Lesson ideas for ‘Big Picture: Careers From Biology’
Ideas for further activities you could do with your students or that you might wish to share with PSHEE teachers
This issue of ‘Big Picture’ highlights a diverse range of science-related jobs, talks to the people doing them, and gives advice about where studying biology can lead and how to get there. If you do any of these activities, we’d love to hear from you! Please send any materials or comments to email@example.com.
Let students meet real scientists
There’s nothing quite like meeting and talking to a real scientist. There are several schemes that can help you arrange this for your school. STEMNET have a network of STEM Ambassadors who volunteer as inspiring role models for young people. I’m a Scientist, Get Me Out of Here! is a free project that allows students to chat to scientists online and ask them questions.
Science Live is a searchable directory of presenters and scientists who deliver inspiring lessons and workshops in schools, and Biology4All also has a list. You might also know former pupils of your school who could come back and talk to pupils about their experiences.
Watch clips of different careers
Clips about careers in science can be a great way to start a lesson or topic and can also be used to highlight jobs that students might not be aware of.
Students interested in medicine might also be interested in other medical jobs highlighted by the Classroom Medics videos.
Some universities run summer schools for students taking A levels to get a taste of university life. Students can find out more, including a list of programmes available, via the UCAS website.
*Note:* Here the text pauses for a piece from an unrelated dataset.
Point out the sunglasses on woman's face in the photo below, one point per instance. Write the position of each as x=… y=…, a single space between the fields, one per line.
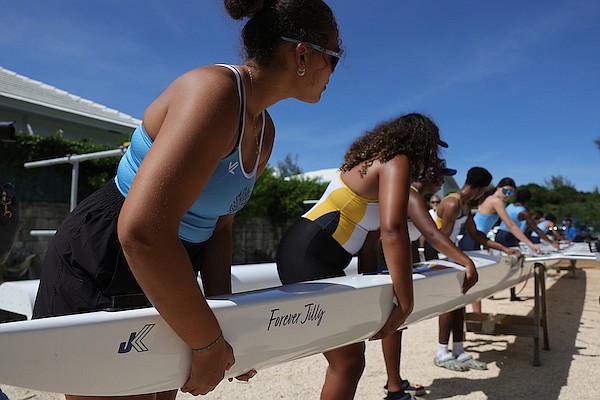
x=508 y=192
x=335 y=55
Work experience can give students a taste of working in a particular area. The Society of Biology has advice on finding biology-related work experience.
Do a quiz about possible careers
Students can explore the My Future Finder section of Future Morph to find out more about different careers.
Have a career of the month or term
This would introduce students to a variety of careers. The job title could be given and students would be tasked with finding out about what the job involves or thinking of questions they would ask a person who does the job. Students could collect news items relating to the career and display them.
Students can see tips and templates to help them create their own CV. They should have a particular job in mind when creating their CV and adapt it accordingly. There is also help available for CV writing and interviews from the National Careers Service.
Whether applying for a job or a university place, students will all benefit from interviews. They may like to work through virtual interviews on the BBC.